I'm loading it in the truck tomorrow night and will go put a few rounds through it over the holiday..


----------



## littlejoe (Jan 17, 2007)

simi-steading said:


> And even if I hand load for it, man is that a lot of powder per casing...


 It's a good cartridge, no matter how I feel about it! I tend to look at powder used anymore, and cost of reloading. Plus belted cartridges are just a turn off for me.

Almost all of my deer kills, were within 357 ranges no matter what I used. When I look at the cost of loading several thousand rounds, so I can have barter material as well. My nod would go to the .357 and I don't even have a rifle chambered for it...yet.

Furbearers I've taken to 500 plus, using 25/06 or smaller with 22-250 my favorite, but not at 500.


----------



## simi-steading (Sep 27, 2012)

If I get a rifle in a pistol caliber, it's going to be a 45 APC... I've always loved the 45, and I've had a hankering for something that shoots it.. .Like a Thompson, or maybe even one of the new AR 45's...

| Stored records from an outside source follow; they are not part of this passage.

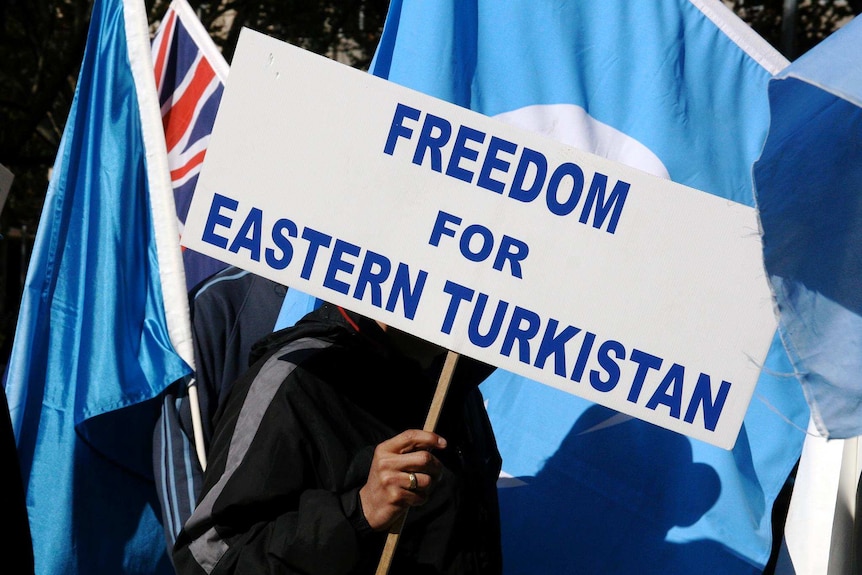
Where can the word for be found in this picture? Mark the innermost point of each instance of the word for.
(477, 242)
(471, 156)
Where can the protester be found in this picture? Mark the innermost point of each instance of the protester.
(318, 451)
(230, 311)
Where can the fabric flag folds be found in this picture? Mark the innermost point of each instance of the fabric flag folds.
(808, 185)
(96, 339)
(676, 88)
(809, 195)
(190, 76)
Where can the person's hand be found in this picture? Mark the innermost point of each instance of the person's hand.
(403, 473)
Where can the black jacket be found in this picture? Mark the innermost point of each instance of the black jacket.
(293, 445)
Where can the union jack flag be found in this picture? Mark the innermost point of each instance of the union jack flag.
(190, 75)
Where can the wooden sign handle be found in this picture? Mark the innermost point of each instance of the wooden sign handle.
(430, 425)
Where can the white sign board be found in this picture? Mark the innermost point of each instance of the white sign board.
(598, 279)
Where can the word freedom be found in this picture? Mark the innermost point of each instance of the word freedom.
(512, 331)
(563, 186)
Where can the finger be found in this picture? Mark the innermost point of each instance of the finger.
(413, 440)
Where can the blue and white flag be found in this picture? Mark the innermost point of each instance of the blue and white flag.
(809, 194)
(190, 76)
(676, 88)
(95, 338)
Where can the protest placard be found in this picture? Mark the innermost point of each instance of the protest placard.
(601, 280)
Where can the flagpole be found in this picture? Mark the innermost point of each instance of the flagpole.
(430, 425)
(161, 197)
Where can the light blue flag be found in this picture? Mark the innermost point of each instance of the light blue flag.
(92, 343)
(809, 193)
(677, 88)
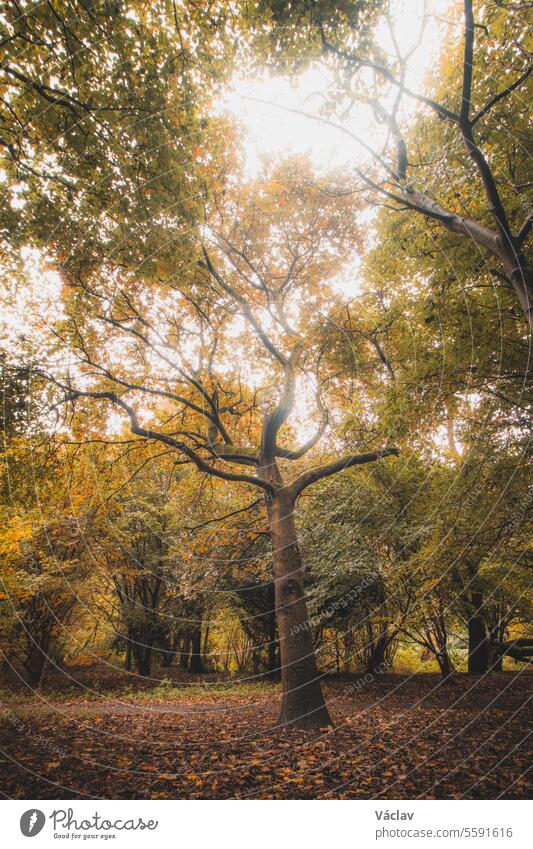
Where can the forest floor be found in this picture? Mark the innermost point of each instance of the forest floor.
(397, 737)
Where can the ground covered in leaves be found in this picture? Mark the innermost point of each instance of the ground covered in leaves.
(398, 737)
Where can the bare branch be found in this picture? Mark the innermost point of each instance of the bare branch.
(314, 475)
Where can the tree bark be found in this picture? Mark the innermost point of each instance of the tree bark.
(196, 665)
(478, 638)
(302, 704)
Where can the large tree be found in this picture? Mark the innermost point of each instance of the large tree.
(227, 354)
(462, 162)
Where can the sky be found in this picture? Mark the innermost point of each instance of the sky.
(419, 25)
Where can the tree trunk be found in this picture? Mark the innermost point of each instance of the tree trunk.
(196, 651)
(302, 700)
(127, 659)
(185, 649)
(478, 638)
(273, 666)
(445, 664)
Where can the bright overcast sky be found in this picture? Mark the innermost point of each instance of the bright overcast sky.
(418, 24)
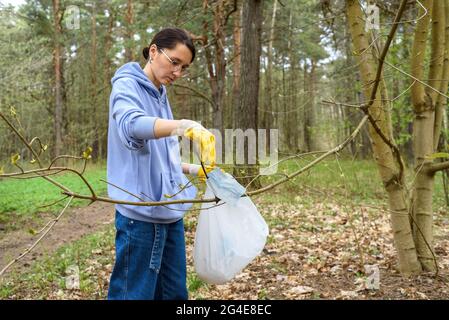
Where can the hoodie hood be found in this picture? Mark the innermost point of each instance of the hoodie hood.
(134, 71)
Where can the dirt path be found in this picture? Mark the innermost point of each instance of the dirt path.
(74, 224)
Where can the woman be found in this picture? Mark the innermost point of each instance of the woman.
(144, 160)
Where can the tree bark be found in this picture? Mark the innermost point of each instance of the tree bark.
(247, 115)
(58, 72)
(424, 101)
(383, 155)
(129, 18)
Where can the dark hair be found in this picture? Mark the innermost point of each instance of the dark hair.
(168, 38)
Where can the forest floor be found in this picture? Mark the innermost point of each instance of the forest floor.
(319, 244)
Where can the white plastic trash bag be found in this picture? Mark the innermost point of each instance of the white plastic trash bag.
(228, 237)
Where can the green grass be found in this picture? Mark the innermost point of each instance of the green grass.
(21, 200)
(91, 254)
(359, 182)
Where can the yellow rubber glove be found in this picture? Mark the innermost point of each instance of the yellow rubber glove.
(201, 174)
(203, 138)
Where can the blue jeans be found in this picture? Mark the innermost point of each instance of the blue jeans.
(150, 261)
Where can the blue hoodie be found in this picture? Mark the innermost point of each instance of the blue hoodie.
(137, 161)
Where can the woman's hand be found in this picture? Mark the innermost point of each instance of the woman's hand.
(204, 139)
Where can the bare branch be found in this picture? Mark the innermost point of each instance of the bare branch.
(52, 223)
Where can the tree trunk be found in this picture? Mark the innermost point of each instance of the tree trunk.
(236, 65)
(267, 114)
(383, 155)
(96, 116)
(129, 40)
(424, 102)
(250, 55)
(58, 71)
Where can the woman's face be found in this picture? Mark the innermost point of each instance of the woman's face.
(169, 64)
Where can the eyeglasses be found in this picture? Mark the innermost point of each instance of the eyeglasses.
(176, 65)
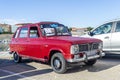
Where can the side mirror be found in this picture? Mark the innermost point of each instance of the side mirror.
(90, 33)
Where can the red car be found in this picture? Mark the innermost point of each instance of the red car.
(52, 42)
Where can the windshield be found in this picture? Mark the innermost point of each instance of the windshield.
(54, 29)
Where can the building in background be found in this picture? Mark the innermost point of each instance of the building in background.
(5, 28)
(78, 31)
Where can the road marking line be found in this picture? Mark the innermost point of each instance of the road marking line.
(16, 74)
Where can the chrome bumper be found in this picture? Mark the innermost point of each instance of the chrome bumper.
(85, 58)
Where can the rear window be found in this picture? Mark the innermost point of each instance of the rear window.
(23, 32)
(16, 34)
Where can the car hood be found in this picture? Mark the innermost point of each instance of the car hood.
(75, 40)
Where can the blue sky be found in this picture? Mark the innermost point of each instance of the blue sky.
(74, 13)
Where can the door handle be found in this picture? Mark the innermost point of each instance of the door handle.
(107, 37)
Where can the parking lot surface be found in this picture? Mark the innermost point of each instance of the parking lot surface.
(107, 68)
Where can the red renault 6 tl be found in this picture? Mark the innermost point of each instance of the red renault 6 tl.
(52, 42)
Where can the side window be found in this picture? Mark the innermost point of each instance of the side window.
(23, 32)
(117, 27)
(103, 29)
(16, 34)
(34, 32)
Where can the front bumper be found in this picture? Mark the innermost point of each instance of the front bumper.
(85, 58)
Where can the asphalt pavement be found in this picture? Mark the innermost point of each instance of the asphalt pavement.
(107, 68)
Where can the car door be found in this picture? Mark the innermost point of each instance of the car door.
(22, 41)
(103, 33)
(34, 43)
(115, 40)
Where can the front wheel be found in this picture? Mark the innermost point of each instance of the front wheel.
(17, 58)
(91, 62)
(58, 63)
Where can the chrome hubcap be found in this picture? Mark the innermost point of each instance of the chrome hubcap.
(57, 63)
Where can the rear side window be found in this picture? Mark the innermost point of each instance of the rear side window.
(34, 32)
(23, 32)
(117, 27)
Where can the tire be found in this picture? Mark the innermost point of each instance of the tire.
(91, 62)
(58, 63)
(17, 58)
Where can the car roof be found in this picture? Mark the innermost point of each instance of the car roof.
(43, 22)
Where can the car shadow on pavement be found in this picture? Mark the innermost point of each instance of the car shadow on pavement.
(14, 71)
(105, 63)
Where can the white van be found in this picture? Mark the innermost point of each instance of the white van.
(109, 33)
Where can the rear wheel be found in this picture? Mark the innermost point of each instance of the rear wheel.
(17, 58)
(91, 62)
(58, 63)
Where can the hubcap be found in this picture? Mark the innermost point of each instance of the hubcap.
(57, 64)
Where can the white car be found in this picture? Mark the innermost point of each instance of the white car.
(109, 33)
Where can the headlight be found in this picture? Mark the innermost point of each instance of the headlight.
(74, 49)
(100, 45)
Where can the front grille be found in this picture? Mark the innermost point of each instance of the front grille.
(88, 47)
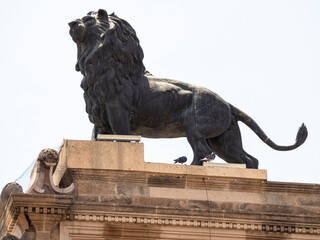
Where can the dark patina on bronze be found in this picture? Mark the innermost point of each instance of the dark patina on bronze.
(123, 98)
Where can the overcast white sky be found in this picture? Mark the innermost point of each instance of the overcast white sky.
(261, 56)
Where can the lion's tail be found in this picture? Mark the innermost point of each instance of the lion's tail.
(241, 116)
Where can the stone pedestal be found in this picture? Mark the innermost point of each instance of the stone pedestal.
(119, 196)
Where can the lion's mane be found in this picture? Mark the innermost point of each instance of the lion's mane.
(112, 66)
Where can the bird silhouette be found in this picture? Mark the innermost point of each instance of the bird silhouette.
(180, 160)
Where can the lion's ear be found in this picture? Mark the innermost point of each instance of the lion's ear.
(102, 13)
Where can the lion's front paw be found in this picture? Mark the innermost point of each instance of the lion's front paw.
(208, 158)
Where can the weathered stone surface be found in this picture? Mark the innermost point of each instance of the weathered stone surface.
(144, 203)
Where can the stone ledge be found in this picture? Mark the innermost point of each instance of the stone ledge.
(80, 154)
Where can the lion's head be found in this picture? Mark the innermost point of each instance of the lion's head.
(110, 59)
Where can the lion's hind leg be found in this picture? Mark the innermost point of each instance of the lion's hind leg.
(200, 148)
(228, 146)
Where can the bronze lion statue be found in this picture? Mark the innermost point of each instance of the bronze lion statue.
(123, 98)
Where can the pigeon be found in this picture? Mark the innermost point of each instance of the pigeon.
(180, 160)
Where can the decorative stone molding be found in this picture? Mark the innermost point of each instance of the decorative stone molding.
(195, 222)
(41, 180)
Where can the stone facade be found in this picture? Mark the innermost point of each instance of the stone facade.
(117, 195)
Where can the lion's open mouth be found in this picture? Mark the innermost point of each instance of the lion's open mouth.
(77, 30)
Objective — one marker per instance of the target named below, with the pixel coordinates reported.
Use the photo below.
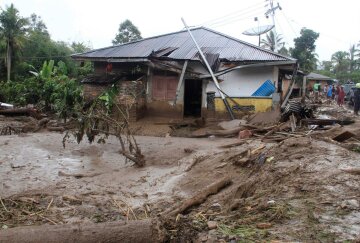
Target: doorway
(192, 97)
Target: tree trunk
(148, 230)
(8, 60)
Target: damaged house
(165, 75)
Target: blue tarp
(266, 89)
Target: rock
(72, 200)
(216, 207)
(350, 204)
(271, 202)
(245, 134)
(212, 225)
(226, 125)
(263, 225)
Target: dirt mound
(301, 194)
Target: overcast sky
(96, 22)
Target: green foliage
(108, 97)
(67, 97)
(127, 32)
(50, 88)
(341, 61)
(247, 233)
(304, 50)
(12, 32)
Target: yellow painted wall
(260, 104)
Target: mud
(299, 192)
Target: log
(148, 230)
(234, 132)
(232, 144)
(21, 112)
(56, 129)
(353, 171)
(78, 175)
(199, 197)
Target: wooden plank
(343, 136)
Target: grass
(356, 149)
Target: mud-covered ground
(305, 189)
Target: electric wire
(230, 15)
(230, 21)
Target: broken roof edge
(247, 43)
(131, 42)
(80, 55)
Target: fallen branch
(56, 129)
(118, 231)
(78, 175)
(353, 171)
(232, 144)
(199, 197)
(234, 132)
(194, 162)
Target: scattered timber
(21, 112)
(119, 231)
(199, 197)
(78, 175)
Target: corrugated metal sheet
(266, 89)
(228, 48)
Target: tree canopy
(127, 32)
(12, 32)
(304, 50)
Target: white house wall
(242, 82)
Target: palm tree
(12, 31)
(273, 41)
(353, 52)
(341, 61)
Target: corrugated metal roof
(318, 76)
(183, 48)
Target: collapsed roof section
(179, 46)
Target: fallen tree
(198, 198)
(149, 230)
(104, 117)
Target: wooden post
(304, 87)
(181, 79)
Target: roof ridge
(132, 42)
(198, 28)
(247, 43)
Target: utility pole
(210, 71)
(271, 12)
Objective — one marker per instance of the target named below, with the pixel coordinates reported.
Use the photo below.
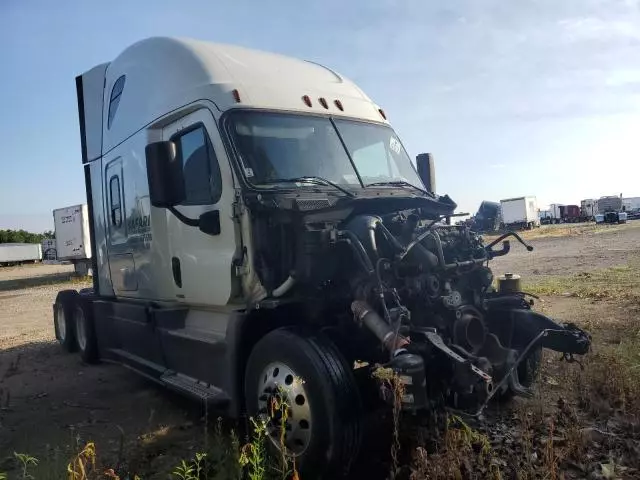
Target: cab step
(194, 388)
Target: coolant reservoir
(509, 283)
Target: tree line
(22, 236)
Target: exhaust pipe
(367, 316)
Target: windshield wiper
(400, 183)
(315, 180)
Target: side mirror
(164, 172)
(209, 222)
(426, 171)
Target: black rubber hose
(510, 234)
(506, 247)
(358, 249)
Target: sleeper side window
(114, 99)
(201, 171)
(115, 205)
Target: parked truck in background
(488, 217)
(18, 253)
(589, 209)
(519, 213)
(73, 239)
(545, 217)
(611, 210)
(259, 234)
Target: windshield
(275, 147)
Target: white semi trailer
(73, 239)
(257, 227)
(17, 253)
(520, 213)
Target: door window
(200, 166)
(115, 201)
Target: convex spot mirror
(164, 172)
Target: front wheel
(63, 310)
(301, 386)
(85, 330)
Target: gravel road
(50, 400)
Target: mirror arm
(192, 222)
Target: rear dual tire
(74, 326)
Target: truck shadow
(20, 283)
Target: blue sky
(537, 97)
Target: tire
(86, 338)
(325, 434)
(63, 310)
(529, 369)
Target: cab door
(201, 264)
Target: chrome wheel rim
(81, 334)
(284, 406)
(61, 323)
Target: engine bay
(414, 295)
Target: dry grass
(621, 283)
(567, 230)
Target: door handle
(177, 272)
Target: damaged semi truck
(260, 232)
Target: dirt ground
(51, 403)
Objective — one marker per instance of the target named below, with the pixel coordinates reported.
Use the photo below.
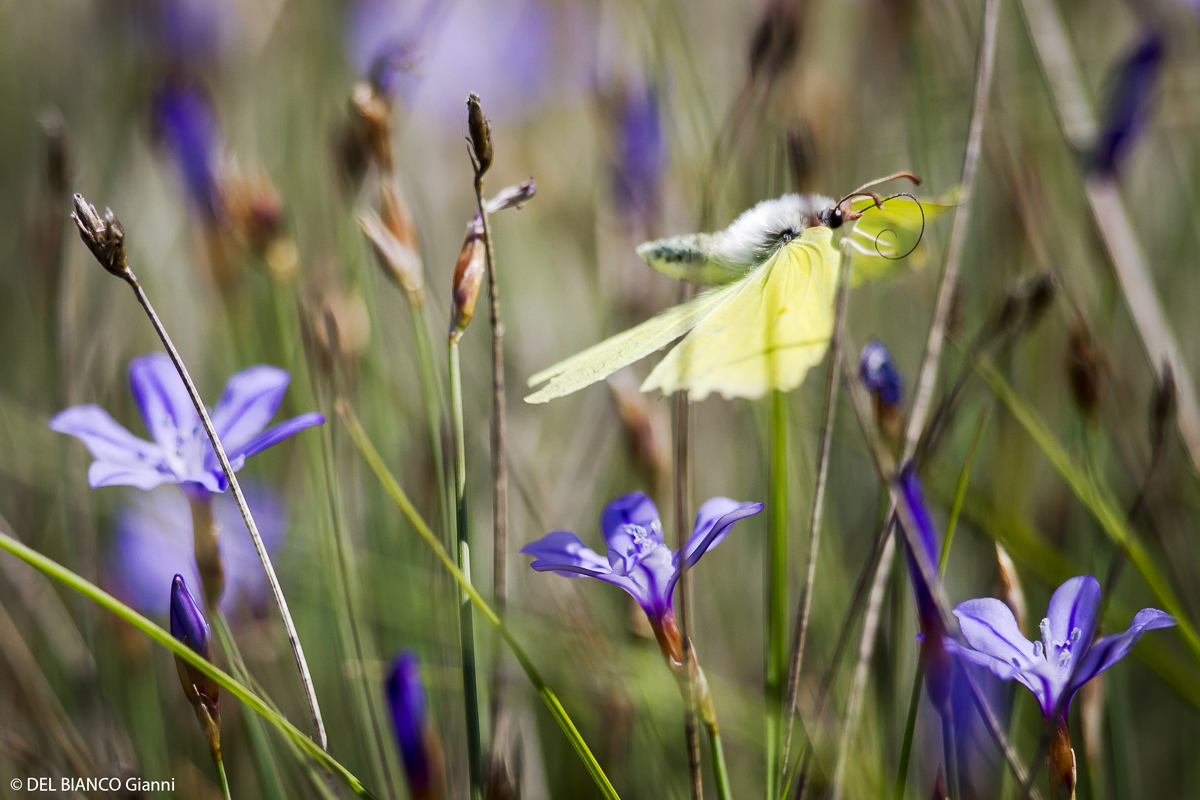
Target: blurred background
(223, 134)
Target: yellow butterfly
(768, 318)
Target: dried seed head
(399, 259)
(1008, 585)
(103, 236)
(1162, 408)
(468, 276)
(480, 134)
(1084, 370)
(375, 113)
(511, 197)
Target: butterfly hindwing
(606, 358)
(772, 330)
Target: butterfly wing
(623, 349)
(696, 258)
(882, 235)
(772, 330)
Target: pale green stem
(466, 623)
(777, 590)
(397, 494)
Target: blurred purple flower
(154, 541)
(1131, 98)
(432, 54)
(1065, 659)
(406, 698)
(880, 374)
(180, 451)
(922, 567)
(184, 118)
(637, 559)
(641, 152)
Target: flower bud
(1084, 370)
(480, 134)
(373, 112)
(187, 625)
(511, 197)
(468, 275)
(419, 746)
(103, 236)
(1008, 585)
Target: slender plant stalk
(247, 517)
(805, 608)
(466, 621)
(221, 776)
(682, 511)
(928, 377)
(397, 494)
(261, 750)
(960, 494)
(251, 699)
(777, 590)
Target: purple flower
(641, 151)
(154, 542)
(406, 697)
(1129, 103)
(637, 559)
(180, 451)
(1055, 667)
(187, 625)
(880, 374)
(184, 116)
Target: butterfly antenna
(921, 208)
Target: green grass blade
(105, 600)
(556, 708)
(1097, 499)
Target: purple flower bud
(1131, 96)
(184, 116)
(187, 625)
(880, 374)
(406, 696)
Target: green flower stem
(221, 776)
(257, 704)
(389, 482)
(466, 621)
(777, 590)
(960, 494)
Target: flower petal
(1074, 605)
(249, 402)
(714, 519)
(276, 434)
(989, 626)
(103, 473)
(633, 509)
(1108, 650)
(105, 438)
(163, 401)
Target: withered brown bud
(399, 260)
(1008, 585)
(480, 134)
(376, 116)
(468, 275)
(511, 197)
(1084, 370)
(103, 236)
(775, 40)
(1162, 407)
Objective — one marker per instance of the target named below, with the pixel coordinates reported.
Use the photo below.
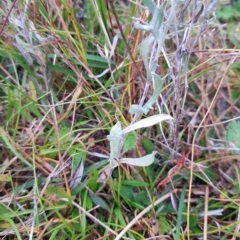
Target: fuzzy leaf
(130, 141)
(150, 4)
(115, 140)
(144, 51)
(147, 122)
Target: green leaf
(232, 133)
(93, 177)
(100, 201)
(134, 183)
(130, 142)
(147, 145)
(150, 4)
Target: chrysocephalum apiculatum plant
(153, 43)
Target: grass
(88, 147)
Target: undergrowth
(119, 120)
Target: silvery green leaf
(144, 51)
(147, 122)
(115, 140)
(141, 162)
(146, 27)
(157, 20)
(77, 177)
(150, 4)
(137, 109)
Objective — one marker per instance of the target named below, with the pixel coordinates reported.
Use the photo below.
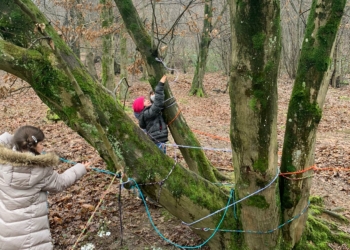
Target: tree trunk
(107, 45)
(123, 88)
(62, 82)
(195, 159)
(253, 93)
(305, 111)
(90, 65)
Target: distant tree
(45, 61)
(209, 31)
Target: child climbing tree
(62, 82)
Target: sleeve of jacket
(56, 182)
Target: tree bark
(305, 111)
(195, 159)
(61, 81)
(90, 65)
(253, 93)
(123, 88)
(107, 45)
(203, 50)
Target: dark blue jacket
(151, 118)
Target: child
(150, 116)
(26, 177)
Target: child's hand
(163, 80)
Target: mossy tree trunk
(195, 159)
(63, 83)
(123, 88)
(107, 45)
(255, 30)
(305, 111)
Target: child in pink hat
(150, 115)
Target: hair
(27, 137)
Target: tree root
(320, 232)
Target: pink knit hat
(138, 105)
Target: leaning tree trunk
(63, 83)
(195, 159)
(123, 88)
(305, 111)
(107, 45)
(255, 32)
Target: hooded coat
(151, 118)
(25, 180)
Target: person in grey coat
(150, 116)
(26, 177)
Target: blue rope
(169, 241)
(233, 204)
(260, 232)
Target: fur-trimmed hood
(17, 159)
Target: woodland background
(79, 23)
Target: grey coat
(25, 180)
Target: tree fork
(305, 110)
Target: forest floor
(209, 118)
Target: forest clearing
(209, 117)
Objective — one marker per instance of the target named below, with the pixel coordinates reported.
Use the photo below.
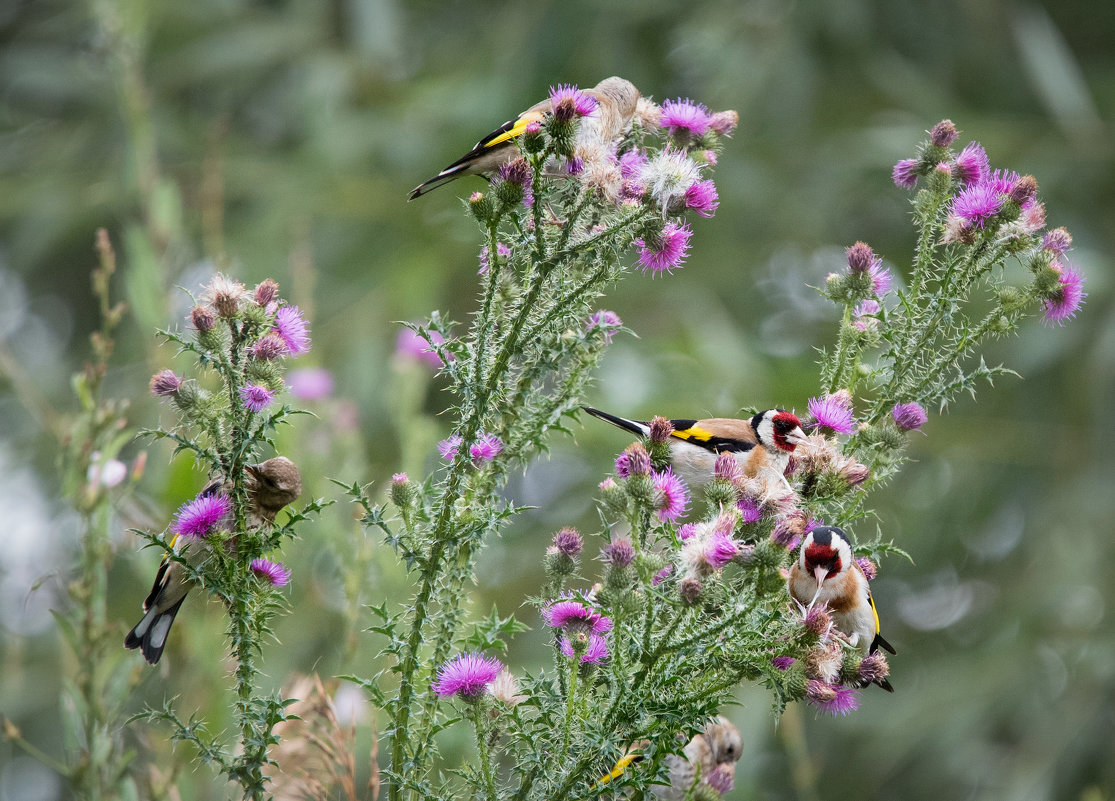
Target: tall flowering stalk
(558, 224)
(682, 610)
(242, 340)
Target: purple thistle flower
(720, 550)
(873, 668)
(868, 567)
(1065, 301)
(466, 675)
(971, 165)
(904, 173)
(270, 347)
(668, 253)
(619, 553)
(671, 496)
(310, 383)
(291, 326)
(411, 345)
(594, 654)
(832, 412)
(831, 700)
(274, 573)
(569, 541)
(485, 449)
(606, 322)
(1057, 241)
(165, 384)
(581, 104)
(703, 198)
(574, 611)
(749, 510)
(197, 518)
(909, 416)
(686, 117)
(257, 397)
(449, 446)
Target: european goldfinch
(270, 485)
(825, 572)
(709, 759)
(762, 444)
(616, 103)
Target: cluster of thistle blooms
(639, 171)
(985, 211)
(245, 338)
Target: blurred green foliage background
(280, 137)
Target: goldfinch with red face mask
(763, 443)
(614, 99)
(826, 573)
(270, 485)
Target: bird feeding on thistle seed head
(825, 572)
(606, 112)
(270, 486)
(762, 444)
(709, 759)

I do have a 357, but I tend to shoot 38's trough it since they are cheaper... I'll runs some 357's through it every now and then when I'm in the mood for a bigger bang..


----------



## 95bravo (Mar 22, 2010)

Depends on what your hunting. I have hunted elk right on high cliffs and needed to take a shoulder shot, so the elk would not make it to the cliff edge, and roll 800 feet down the mt and get all bruised/ busted up. I don't think it's overkill at all for what might be a 900 lb critter. 
I seen a man shot in the back of each heel of his foot with M249 saw. The Joe went to shoot in the dirt as the man was running away and caught him with 2 out of 3 rounds of the burst. The damage to his heels was shockingly slight.


----------



## simi-steading (Sep 27, 2012)

Well, about the biggest thing to shoot in WV is a 200lb bear, or if anything like the last prepper show.. a 400lb marauder.


----------



## Guest (Dec 1, 2013)

Of course I was exaggerating a bit . A friend of mine had one & shot a deer in the left shoulder & totally ruined both shoulders . The rest of the deer was fine . It's easy enough to take a deer at any reasonable distance with a 25/06 or 22/250 .
He donated his to the fire dept. to auction off .


----------



## 95bravo (Mar 22, 2010)

WV Hillbilly said:


> Of course I was exaggerating a bit . A friend of mine had one & shot a deer in the left shoulder & totally ruined both shoulders . The rest of the deer was fine . It's easy enough to take a deer at any reasonable distance with a 25/06 or 22/250 .
> He donated his to the fire dept. to auction off .


Still a lot you can do with a shot shoulder, sausage, summer sausage, jerky, Ground it for chili. 
A bad shot is a bad shot.
If you can get a correct shot placement with 22/250, you can get a correct shot placement with any cal. 
I'm not saying that you can't kill a deer with a 22/250. A skilled shooter with such a caliber is more effective than an unskilled one with a heavier caliber. 
I prefer to be skilled shooter with a heavier cal. I like the added distance, ability to take elk, and flat trajectory. 
There is a reason Army Snipers use the Remington 700. 
Just my thoughts, use whatcha got and what works for you.


----------



## Guest (Dec 1, 2013)

Heck , I couldn't care less if you squirrel hunt with a 7mm mag .


----------